The Universidad Centroamericana has a small museum in honor of the six Jesuit priests and two women who were murdered in 1989 by the US-trained and funded Atlacatl Battalion (also responsible for El Mozote). The surviving husband and father of the two murdered women planted a rose bush for each person lost and maintains them to this day. It is a reminder, often expressed in posters from the 1980s and 1990s, that the blood spilled planted and fertilized the seeds of change.

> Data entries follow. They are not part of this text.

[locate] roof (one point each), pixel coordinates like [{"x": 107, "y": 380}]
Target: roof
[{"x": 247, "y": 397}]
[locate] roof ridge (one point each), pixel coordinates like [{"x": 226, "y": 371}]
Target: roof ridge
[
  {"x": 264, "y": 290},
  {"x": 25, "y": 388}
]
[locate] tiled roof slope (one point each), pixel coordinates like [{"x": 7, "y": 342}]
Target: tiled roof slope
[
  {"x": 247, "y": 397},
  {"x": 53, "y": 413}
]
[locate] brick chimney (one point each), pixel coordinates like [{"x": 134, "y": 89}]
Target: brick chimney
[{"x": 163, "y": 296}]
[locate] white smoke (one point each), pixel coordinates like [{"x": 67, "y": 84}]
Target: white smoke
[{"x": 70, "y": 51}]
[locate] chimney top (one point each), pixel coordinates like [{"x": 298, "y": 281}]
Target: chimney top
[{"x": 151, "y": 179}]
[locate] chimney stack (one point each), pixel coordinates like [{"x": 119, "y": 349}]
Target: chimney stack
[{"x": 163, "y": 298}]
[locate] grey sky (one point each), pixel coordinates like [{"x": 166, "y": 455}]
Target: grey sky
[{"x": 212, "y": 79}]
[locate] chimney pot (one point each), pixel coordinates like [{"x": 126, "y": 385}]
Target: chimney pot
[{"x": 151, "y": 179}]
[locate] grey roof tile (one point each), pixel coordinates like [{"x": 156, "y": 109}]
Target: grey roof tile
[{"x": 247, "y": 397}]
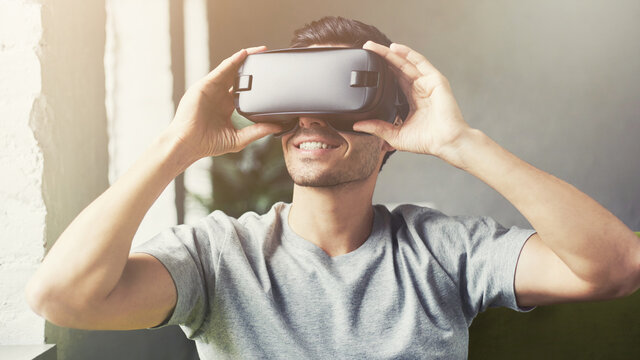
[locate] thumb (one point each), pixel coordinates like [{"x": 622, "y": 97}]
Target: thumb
[
  {"x": 254, "y": 132},
  {"x": 379, "y": 128}
]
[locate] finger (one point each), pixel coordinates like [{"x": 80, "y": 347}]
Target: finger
[
  {"x": 407, "y": 69},
  {"x": 406, "y": 87},
  {"x": 254, "y": 132},
  {"x": 379, "y": 128},
  {"x": 256, "y": 49},
  {"x": 417, "y": 59},
  {"x": 225, "y": 73}
]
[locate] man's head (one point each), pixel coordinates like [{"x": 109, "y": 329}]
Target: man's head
[{"x": 348, "y": 157}]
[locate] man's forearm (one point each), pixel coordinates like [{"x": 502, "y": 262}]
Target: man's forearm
[
  {"x": 89, "y": 257},
  {"x": 595, "y": 244}
]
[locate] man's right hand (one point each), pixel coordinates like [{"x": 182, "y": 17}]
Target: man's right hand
[{"x": 202, "y": 123}]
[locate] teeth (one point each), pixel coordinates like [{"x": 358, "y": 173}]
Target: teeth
[{"x": 314, "y": 145}]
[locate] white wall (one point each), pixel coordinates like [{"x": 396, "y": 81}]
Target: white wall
[
  {"x": 22, "y": 213},
  {"x": 139, "y": 94},
  {"x": 52, "y": 139}
]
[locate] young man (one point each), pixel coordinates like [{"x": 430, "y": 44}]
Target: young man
[{"x": 330, "y": 275}]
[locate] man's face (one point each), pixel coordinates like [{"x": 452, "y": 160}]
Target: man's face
[{"x": 319, "y": 156}]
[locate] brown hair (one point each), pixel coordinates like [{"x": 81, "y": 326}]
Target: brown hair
[{"x": 336, "y": 30}]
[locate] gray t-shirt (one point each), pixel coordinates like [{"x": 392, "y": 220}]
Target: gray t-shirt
[{"x": 252, "y": 288}]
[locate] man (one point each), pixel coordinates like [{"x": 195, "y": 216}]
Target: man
[{"x": 330, "y": 275}]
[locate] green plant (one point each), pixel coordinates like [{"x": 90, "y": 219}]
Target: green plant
[{"x": 250, "y": 180}]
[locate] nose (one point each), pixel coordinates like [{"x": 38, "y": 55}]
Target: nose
[{"x": 309, "y": 122}]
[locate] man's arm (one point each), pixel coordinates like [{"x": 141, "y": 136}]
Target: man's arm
[
  {"x": 88, "y": 279},
  {"x": 580, "y": 252}
]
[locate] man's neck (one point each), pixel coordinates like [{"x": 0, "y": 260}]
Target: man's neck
[{"x": 336, "y": 219}]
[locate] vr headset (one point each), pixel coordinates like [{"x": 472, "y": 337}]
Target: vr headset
[{"x": 335, "y": 84}]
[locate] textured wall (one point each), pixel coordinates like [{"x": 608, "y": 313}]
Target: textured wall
[{"x": 22, "y": 209}]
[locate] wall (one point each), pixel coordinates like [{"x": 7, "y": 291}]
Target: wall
[{"x": 23, "y": 212}]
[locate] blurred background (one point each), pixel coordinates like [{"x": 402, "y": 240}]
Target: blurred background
[{"x": 86, "y": 85}]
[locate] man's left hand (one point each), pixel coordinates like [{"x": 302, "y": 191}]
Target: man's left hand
[{"x": 435, "y": 124}]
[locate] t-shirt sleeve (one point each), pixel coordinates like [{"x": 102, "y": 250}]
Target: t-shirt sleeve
[
  {"x": 186, "y": 252},
  {"x": 477, "y": 253},
  {"x": 488, "y": 262}
]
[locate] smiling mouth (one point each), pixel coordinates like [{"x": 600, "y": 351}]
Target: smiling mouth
[{"x": 314, "y": 145}]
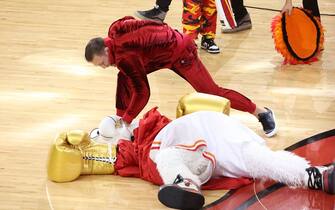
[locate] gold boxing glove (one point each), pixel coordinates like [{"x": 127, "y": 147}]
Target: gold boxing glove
[
  {"x": 73, "y": 153},
  {"x": 202, "y": 102}
]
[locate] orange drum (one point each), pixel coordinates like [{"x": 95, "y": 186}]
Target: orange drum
[{"x": 298, "y": 37}]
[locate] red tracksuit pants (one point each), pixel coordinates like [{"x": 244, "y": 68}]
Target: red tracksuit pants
[{"x": 190, "y": 67}]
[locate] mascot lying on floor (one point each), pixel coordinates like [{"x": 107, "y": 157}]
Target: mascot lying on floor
[{"x": 203, "y": 149}]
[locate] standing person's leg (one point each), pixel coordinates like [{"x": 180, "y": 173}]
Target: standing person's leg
[
  {"x": 208, "y": 26},
  {"x": 313, "y": 6},
  {"x": 192, "y": 70},
  {"x": 158, "y": 13},
  {"x": 191, "y": 17},
  {"x": 242, "y": 17}
]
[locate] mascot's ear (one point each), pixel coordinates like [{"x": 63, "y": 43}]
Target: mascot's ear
[{"x": 299, "y": 37}]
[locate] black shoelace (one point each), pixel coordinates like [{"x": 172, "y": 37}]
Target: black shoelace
[
  {"x": 210, "y": 42},
  {"x": 314, "y": 178},
  {"x": 154, "y": 11}
]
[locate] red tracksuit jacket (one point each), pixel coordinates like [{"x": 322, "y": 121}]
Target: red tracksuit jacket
[{"x": 138, "y": 48}]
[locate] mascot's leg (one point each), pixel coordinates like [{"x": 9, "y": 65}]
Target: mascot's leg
[
  {"x": 182, "y": 172},
  {"x": 287, "y": 168}
]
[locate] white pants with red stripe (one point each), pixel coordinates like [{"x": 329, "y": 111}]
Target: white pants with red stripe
[{"x": 208, "y": 144}]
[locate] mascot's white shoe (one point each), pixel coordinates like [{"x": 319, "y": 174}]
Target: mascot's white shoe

The Museo de la Imagen y la Palabra (MUPI, or the Image and Word Museum — http://www.museo.com.sv) is small but packed with historical treasures. It has artifacts from one of the Radio Venceremos stations, photographs of women who fought in the war, a section profiling Monsenor Romero and a movie discussing El Salvador’s recent history. It also sells many hard-to-find books.
The Dr. David J. Guzman Museo de Antropologia (http://www.lonelyplanet.com/el-salvador/san-salvador/sights/museums-galleries/museo-nacional-de-antropologia-david-j-guzman) has a number of great exhibits on Salvadoran archaeology, history, agriculture, migration, labor and religion. To take full advantage, you should allow at least half a day.
I end with the last sunset I saw in El Salvador in December 2014. Karla and I drove to a restaurant, El Mirador de la Giralda (https://unturistaenelsalvador.wordpress.com/2012/08/07/el-mirador-de-la-giralda-talnique-la-libertad/) on the outskirts of San Salvador in Comasagua, La Libertad. As the sky put on a marvelous show, we ate pupusas and toasted yet another memory made during a conversation filled with how to bring about justice. … and what our next steps in the study would be. El Salvador has given us what we have and inspired us to seguir adelante.
The most extensive travel guide I found for El Salvador is Frommer’s: http://www.frommers.com/destinations/el-salvador#sthash.SDjY4KiL.dpbs. This site has good information as well, if you read Spanish: http://www.elsalvador.travel/impresionante/. Each town or city in El Salvador is supposed to have a Casa de la cultura that can advise you on what to do in the area, but these are rarely open, if they exist. SalvaNatura (www.salvanatura.org) services Parque El Imposible and Parque Nacional de los Volcanes.
A few places still on my list to visit are: El Pital, the highest point in El Salvador (http://www.elpital.com.sv or http://www.elsalvador.travel/impresionante/index.php/explorar-impresionante/vida-nocturna/34-turismo/montanas/111-cerro-el-pital); the archaeological route, which includes Joya de Ceren, Tazumal, and San Andres; Playa El Espino; Playa Maculis; the Balsamo Coast; the Isla de Montecristo and nearby Isla Bahia de Jiquilisco, near Parque Montecristo; the garden town of Alegria, which offers great hiking; and the Guazapa volcano (www.ecoturismolamora.es.tl).